A Night for Teaching

I worked with most of the fighters there, but didn’t get to fight Eldrid or Giovan, so I’m making a note to get at them next week.  Generally I’m just continuing on my quest to make everybody push themselves harder (well, except Rachel and Malcolm, who are still figuring out which foot goes where).  Bigger, Stronger, Higher, Faster, etc.  I think I may have to just start fighting everybody at my level to kick their asses into ramping it up.  That’ll benefit me, as well, because I think I’m back-sliding a bit and, while being more energetic, getting sloppier.

Glove Melee

When the light, terrain, and experience levels are not conducive to melee practice, what else can you do?  Well, getting rid of the masks would improve visibility, but then you’d have to get rid of weapons, leaving you with… gloves.  So we did line drills with gloves, working the zipper drill and chattering.  There was way too much of that, we really need to work on the “one person talks, everybody else listens” shit.
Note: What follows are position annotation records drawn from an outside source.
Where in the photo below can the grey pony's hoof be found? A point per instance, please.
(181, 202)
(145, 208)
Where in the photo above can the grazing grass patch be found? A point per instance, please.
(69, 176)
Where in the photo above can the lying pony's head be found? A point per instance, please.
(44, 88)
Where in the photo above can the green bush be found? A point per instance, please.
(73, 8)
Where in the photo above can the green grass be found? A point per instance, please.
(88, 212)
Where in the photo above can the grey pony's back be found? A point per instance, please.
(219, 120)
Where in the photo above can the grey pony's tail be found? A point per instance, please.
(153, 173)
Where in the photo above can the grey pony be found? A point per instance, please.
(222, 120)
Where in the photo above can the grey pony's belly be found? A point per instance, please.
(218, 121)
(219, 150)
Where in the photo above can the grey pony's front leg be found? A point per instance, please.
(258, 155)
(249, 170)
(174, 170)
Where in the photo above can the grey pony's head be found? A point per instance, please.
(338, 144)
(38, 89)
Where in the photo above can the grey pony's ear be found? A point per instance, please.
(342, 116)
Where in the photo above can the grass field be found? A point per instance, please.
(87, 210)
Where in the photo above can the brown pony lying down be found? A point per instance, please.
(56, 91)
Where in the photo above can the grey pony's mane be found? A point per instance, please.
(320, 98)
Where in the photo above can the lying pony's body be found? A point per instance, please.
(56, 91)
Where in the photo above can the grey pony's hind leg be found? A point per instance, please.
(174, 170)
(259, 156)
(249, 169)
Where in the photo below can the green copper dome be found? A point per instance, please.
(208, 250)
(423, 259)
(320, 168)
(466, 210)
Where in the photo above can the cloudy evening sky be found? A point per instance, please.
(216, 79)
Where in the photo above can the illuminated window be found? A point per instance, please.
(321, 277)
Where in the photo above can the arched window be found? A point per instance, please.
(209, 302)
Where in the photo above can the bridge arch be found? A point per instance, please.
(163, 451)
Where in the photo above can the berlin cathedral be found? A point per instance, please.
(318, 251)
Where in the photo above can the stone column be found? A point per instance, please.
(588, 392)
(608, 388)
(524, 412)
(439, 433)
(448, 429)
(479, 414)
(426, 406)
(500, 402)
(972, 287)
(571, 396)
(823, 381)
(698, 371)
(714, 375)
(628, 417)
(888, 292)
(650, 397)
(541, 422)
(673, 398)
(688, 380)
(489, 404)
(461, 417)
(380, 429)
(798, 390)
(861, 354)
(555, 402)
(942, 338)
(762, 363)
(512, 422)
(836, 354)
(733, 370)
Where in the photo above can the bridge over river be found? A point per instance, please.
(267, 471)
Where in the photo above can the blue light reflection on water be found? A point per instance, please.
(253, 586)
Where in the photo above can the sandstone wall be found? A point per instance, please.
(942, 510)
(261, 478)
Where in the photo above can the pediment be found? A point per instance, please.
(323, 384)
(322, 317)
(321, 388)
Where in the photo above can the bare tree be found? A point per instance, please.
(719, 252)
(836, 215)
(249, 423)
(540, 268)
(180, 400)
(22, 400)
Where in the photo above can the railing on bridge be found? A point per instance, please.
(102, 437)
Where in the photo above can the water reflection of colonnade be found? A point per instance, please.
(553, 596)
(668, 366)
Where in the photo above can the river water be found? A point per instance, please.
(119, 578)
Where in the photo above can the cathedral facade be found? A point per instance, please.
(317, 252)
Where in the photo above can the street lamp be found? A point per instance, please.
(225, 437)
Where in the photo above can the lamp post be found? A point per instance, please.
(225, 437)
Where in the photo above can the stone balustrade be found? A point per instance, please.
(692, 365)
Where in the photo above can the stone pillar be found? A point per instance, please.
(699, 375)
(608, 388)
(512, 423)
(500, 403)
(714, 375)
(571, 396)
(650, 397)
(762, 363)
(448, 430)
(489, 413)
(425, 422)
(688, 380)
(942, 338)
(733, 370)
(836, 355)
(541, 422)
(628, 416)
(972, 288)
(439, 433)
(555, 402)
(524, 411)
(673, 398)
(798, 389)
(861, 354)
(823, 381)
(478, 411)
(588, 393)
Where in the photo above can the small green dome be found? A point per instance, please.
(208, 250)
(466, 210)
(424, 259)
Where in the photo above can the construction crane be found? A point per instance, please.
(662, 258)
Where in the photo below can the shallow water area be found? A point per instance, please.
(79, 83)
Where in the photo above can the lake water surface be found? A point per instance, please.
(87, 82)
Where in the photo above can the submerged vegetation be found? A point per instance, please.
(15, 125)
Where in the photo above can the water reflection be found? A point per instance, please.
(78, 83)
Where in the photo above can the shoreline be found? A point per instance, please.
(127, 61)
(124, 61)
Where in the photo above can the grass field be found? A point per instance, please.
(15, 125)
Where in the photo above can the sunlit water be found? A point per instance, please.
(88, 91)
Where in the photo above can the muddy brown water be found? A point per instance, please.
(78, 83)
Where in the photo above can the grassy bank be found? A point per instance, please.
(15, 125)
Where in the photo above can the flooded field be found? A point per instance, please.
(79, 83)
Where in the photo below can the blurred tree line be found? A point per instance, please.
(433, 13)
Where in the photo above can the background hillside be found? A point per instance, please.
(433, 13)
And that’s where it stood on Thursday, and that would have been a mediocre week.  Luckily, Sunday brought…

Fight Club

Gawin and I trucked ourselves out to the glorious town of Statesville, NC, whose motto is “Turn left at Bumfuck and you’ll find us eventually”.  For a two and a half drive one-way, it had, I thought, better be really fucking good.

So when Provosts Sir Christian, Raphael, and Greylond, and my brother Free Scholar Philip Jaeger, and a half dozen or so scholars all turned out, I thought “Well, this was totally worth it”.  I proceeded to set about getting my ass kicked by Sir Christian, and we talked a little bit about something which led to a realization for me, which I shall share with Letia on Thursday because it applies directly to her.  Also to me, but as it speaks to my strategy (and a shift I need to make during my top-level fighting), screw you all you can figure it out for yourselves.  Okay, maybe not, but I’ll wait until next week to go into depth on it, after I’ve had a chance to jimmy with it this week.

After Christian, I bounced around between the scholars, and also picked up fights with Raph, Greylond, and Jaeger, but I was having trouble switching out of “teaching/play” mode with those three, so I think I gave each of them about five good passes and then a load of horseshit.

Nonetheless, a good practice and a good time.  But it didn’t end there…

Sir Christian has a tradition that, at the end of practice, everybody fights a first-to-ten fight with everybody else.  Since there were 11 people there, we cut that down to a first-to-five.  Sir Christian took the floor first, and fought every fighter in succession.

Against him, I had a couple of good shots, he had more than I did, and we started doubling for about five passes.  Eventually I figured out that this was not going to prove a winning strategy, shifted tactics, and lost.

Now, at this point, it’s probably worth noting that Chris is a lefty, who is taller than me with a slight range advantage, but by his account is just a little slower.  He and I also try a lot of the same attacks (snap-up from the wrist into the lunge).  So these doubles were: Stand at range, both lunge with blades rising up, and both hit eachother in the leading armpit.  That, coupled with fighting Jaeger in much the same way (He has the same range as me, so we end up lunging into eachother a lot), means that today my armpit is technicolored, and the muscles of that area are pulpy.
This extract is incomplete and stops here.